Марфочка, очень встревоженная болезнью своего мужа, но подкрепляемая мыслию, что может облегчить участь деда, облокотилась на стул и начала читать страницу, открытую отцом Савватием.
– «Боюся смерти, – читала она, – яко горька ми есть, боюся геенны, зане бесконечна есть, боюся тартара…» «Что это мне дал отец Савватий?» – подумала она и пробежала несколько строчек молча, в надежде напасть на слова более утешительные для умирающего. – «Горе мне, горе мне, – продолжала она, – совести обличающи мене, и писанию вопиющу и учащу мене: о душе сквернений, и от тебе гнусных дел!..» – Марфочка пропустила еще две или три страницы. – «Увы мне, увы мне, – продолжала она шепотом, – якова есть место, идеже есть плач и скрежет зубный, нарицаемый тартар, его же и сам диавол трепещет! Горе, горе, якова есть геенна огня неугасимого, горящего и непросвещающего! Увы мне, увы мне, яковый есть неусыпаемый и ядовитый червь! Увы, увы, якова люта есть тьма оная кромешная и присно пребывающая…»[59]
Нет, это не то: это не может быть, – сказала Марфочка, – верно, отец Савватий ошибся… – Она закрыла книжку и, положив ее на стол, пала на колени.– Ты велел нам молиться друг за друга, Боже мой, – говорила она, – за умирающего моего деда молю Тебя, прими молитву мою, как Ты принял бы его молитву, если б он был в памяти и сам мог бы молиться.
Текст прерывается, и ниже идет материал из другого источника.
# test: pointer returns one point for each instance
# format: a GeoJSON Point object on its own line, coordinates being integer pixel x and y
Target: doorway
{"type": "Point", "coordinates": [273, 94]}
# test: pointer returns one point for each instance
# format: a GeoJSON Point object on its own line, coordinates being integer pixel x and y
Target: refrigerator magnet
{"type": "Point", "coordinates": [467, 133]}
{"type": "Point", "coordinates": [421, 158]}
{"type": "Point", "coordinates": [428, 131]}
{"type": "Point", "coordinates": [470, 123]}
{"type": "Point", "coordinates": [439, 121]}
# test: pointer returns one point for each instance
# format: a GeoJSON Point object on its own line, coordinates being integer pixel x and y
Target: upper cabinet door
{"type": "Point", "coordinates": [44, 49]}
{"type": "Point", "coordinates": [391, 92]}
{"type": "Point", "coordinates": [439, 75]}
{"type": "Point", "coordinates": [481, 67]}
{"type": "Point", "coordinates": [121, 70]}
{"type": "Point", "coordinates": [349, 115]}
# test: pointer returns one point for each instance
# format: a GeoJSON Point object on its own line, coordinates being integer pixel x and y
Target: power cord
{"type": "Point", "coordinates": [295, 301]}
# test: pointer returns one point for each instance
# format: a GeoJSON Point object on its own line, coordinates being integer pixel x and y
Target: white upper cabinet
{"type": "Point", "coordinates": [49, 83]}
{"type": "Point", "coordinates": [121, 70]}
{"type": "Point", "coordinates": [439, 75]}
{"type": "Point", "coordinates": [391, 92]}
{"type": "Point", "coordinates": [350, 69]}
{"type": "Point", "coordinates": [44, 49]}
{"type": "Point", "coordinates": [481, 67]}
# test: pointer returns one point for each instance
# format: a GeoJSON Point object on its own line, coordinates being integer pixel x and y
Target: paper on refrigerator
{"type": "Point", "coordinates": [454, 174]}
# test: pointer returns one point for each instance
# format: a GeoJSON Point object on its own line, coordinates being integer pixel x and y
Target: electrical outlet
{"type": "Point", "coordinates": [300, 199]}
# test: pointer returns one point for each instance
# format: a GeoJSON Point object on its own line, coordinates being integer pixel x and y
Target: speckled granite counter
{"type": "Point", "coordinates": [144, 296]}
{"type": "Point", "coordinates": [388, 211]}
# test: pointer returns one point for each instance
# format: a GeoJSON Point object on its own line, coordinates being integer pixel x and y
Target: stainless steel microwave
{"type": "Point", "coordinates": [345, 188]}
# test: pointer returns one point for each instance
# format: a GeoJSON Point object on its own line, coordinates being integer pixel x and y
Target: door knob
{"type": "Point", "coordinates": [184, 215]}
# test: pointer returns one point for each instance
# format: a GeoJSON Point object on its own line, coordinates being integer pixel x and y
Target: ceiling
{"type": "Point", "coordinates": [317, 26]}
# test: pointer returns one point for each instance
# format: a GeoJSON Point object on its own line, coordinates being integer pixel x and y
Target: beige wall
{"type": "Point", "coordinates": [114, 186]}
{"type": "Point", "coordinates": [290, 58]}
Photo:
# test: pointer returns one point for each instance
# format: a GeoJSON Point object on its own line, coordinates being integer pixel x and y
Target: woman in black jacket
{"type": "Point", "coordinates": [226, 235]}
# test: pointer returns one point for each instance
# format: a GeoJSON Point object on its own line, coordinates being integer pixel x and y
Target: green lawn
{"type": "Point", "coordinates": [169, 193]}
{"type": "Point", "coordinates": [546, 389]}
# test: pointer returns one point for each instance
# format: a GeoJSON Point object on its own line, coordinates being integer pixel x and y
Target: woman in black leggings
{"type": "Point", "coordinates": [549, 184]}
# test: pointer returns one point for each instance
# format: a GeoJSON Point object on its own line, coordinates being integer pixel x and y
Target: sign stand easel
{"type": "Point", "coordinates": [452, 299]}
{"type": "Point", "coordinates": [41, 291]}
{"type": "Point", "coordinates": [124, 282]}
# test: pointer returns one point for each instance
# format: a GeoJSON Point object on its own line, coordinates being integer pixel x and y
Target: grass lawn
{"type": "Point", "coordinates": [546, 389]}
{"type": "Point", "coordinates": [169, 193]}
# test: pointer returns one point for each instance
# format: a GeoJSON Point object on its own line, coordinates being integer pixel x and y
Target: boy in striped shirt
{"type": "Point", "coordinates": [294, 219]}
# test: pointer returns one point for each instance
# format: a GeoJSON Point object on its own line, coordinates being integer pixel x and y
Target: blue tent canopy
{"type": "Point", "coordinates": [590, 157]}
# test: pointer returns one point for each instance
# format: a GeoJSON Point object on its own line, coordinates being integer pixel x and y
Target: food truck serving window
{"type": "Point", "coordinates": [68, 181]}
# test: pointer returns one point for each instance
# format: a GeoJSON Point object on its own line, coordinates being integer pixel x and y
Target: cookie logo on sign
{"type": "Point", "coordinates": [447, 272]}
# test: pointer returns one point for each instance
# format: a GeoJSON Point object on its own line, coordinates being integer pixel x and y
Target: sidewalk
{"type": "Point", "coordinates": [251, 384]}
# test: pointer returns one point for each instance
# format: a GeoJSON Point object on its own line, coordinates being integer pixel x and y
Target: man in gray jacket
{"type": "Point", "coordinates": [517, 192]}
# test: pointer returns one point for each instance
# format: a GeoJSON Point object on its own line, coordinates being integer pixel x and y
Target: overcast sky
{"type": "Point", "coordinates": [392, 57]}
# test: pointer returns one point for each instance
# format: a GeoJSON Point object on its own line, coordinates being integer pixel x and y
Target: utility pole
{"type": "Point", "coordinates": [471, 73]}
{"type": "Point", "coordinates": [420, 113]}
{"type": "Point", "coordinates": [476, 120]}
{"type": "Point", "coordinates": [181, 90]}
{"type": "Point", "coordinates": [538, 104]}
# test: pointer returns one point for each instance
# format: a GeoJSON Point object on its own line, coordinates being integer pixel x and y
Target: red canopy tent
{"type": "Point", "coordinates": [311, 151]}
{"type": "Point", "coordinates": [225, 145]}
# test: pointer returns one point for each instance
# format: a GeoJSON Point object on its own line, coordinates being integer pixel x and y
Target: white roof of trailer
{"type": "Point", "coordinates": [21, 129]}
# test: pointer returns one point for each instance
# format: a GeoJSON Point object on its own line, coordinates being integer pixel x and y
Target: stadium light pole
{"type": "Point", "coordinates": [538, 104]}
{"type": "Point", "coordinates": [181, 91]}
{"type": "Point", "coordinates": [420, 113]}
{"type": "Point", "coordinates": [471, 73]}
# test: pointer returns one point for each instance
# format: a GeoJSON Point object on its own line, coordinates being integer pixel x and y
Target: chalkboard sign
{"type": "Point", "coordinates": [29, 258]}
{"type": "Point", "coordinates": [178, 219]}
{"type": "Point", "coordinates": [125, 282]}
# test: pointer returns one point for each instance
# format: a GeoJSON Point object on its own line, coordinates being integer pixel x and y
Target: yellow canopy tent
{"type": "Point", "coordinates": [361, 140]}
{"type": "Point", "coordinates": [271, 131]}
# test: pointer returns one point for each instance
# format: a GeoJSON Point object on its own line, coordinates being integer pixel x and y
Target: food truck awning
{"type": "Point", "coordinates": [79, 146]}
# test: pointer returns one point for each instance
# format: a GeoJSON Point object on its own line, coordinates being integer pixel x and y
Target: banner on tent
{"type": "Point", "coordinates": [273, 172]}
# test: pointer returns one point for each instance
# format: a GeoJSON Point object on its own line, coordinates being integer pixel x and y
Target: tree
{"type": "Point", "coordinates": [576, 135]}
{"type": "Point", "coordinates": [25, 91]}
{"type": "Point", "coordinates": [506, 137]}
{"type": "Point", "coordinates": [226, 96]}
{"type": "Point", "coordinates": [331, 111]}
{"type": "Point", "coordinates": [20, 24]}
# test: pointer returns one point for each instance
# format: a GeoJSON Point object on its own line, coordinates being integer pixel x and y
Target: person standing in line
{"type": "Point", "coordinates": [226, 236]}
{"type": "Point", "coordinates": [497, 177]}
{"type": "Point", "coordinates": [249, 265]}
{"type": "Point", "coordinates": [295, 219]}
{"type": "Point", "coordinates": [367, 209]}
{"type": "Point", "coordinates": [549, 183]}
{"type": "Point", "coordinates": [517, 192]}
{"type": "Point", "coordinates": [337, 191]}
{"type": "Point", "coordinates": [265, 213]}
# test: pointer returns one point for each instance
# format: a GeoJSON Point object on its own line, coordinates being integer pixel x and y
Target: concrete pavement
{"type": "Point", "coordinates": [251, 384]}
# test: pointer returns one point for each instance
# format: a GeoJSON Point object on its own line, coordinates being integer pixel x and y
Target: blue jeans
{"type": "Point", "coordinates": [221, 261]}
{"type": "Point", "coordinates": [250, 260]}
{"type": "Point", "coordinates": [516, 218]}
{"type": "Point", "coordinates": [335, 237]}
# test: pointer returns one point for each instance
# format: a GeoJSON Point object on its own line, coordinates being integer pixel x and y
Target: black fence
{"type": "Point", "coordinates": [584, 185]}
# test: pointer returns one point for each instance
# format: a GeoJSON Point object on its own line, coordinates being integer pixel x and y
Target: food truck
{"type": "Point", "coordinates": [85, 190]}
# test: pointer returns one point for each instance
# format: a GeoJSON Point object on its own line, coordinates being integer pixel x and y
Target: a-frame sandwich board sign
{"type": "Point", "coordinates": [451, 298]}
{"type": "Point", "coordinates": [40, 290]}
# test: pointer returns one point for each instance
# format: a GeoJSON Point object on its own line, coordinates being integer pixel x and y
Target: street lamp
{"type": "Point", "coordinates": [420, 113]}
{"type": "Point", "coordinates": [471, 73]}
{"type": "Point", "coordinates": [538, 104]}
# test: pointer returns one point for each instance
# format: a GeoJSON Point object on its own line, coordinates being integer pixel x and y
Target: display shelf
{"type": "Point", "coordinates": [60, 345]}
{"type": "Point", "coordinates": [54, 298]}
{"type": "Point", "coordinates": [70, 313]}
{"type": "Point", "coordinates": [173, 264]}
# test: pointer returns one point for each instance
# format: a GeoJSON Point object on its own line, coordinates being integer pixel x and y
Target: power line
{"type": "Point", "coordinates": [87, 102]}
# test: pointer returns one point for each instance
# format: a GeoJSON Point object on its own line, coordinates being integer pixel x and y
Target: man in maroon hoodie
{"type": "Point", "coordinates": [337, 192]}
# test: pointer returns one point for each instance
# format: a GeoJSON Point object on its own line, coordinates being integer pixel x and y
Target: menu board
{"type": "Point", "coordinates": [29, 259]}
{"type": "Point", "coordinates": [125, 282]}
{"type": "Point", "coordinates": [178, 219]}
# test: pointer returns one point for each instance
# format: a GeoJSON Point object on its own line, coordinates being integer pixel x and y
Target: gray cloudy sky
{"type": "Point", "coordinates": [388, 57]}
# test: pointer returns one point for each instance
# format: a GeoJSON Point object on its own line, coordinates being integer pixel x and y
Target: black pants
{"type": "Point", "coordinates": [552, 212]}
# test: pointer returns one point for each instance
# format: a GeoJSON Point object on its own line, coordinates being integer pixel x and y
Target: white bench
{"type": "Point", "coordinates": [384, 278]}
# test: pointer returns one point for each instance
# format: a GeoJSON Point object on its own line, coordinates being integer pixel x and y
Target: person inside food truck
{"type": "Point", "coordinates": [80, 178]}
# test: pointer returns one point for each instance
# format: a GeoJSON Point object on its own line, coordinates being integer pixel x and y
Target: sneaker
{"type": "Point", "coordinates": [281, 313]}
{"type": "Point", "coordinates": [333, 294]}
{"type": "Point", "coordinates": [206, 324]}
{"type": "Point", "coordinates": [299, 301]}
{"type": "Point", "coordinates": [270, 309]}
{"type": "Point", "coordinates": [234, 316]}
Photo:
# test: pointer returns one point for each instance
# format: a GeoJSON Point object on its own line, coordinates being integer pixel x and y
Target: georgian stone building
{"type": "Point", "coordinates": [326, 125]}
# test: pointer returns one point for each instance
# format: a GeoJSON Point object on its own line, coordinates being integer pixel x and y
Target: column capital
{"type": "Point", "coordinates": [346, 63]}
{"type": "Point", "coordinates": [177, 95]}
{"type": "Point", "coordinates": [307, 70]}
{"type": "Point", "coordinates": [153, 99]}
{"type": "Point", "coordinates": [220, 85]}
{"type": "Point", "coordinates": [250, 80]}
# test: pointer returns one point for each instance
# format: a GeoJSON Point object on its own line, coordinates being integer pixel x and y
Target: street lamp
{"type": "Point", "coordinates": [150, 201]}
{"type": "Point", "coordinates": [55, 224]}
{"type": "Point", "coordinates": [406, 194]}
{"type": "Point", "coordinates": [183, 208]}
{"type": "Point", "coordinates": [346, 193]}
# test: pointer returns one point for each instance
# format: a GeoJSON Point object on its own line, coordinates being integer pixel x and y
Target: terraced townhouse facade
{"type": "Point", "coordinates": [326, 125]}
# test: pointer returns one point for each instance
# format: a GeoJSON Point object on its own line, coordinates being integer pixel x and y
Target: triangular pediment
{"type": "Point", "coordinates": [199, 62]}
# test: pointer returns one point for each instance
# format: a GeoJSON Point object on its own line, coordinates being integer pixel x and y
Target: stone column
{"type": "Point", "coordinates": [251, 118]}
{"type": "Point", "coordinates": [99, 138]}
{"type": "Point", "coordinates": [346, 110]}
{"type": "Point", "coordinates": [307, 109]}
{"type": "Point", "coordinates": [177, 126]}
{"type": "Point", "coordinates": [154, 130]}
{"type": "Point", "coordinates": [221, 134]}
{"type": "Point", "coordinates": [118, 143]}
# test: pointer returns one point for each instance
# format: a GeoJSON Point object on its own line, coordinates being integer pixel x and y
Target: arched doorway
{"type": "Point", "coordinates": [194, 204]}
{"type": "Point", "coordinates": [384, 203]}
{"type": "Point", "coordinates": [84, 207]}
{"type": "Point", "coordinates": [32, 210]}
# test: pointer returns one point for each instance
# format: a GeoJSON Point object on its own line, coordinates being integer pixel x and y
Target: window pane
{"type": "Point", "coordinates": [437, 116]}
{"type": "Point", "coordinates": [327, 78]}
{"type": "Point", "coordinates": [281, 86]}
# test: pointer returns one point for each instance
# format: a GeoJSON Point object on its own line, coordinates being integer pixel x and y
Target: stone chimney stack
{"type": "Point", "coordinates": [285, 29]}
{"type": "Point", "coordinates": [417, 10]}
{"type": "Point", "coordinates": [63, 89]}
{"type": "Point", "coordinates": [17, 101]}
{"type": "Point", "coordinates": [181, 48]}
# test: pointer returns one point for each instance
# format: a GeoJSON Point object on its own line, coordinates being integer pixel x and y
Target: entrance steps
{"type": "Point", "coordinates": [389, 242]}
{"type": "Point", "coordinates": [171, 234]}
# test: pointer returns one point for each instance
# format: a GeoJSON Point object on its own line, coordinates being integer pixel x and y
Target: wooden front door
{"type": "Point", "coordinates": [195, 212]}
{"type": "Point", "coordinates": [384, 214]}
Мы все грешны перед Тобой, Боже мой; он, конечно, меньше других, но тоже, может быть, грешен. Пощади его, Боже милосердный, и прими его в свое Царство, открытое для всех любящих Тебя и с верой к Тебе прибегающих. Омой его прегрешения в крови Сына Твоего, за нас пострадавшего; да никода не встретит душа его ни одного из мытарств, описанных в книге отца Савватия; да не увидит она ни червя ядовитого, ни тьмы кромешной, ни огня неугасимого; но да покоится она в мире и блаженстве до наступления последнего, Страшного, но праведного Суда Господа и Спасителя нашего!
Умирающий мутными, гаснущими глазами взглянул на внучку.
– Спасибо, Марфа, – едва внятно прошептали побелевшие губы его, – положи руку на глаза мои… Закрой их… Спасибо, милая Марфа…
И тело великого Голицына последним, судорожным движением вытянулось во всю длину кровати, закрытые внучкой глаза закрылись навеки, и отрадная улыбка выступила на устах усопшего: Царь Небесный навсегда избавил пинежского узника от опалы царя земного.
Часть вторая
Глава I
От тулы до границы
Желая поближе познакомить читателя с одним из главных действующих лиц нашего рассказа, князем Михаилом Алексеевичем Голицыным, уже от-
части известным читателю, предлагаем проследить его биографию с детства его до последнего описанного приезда его в Пинегу, то есть до кончины князя Василия Васильевича Голицына.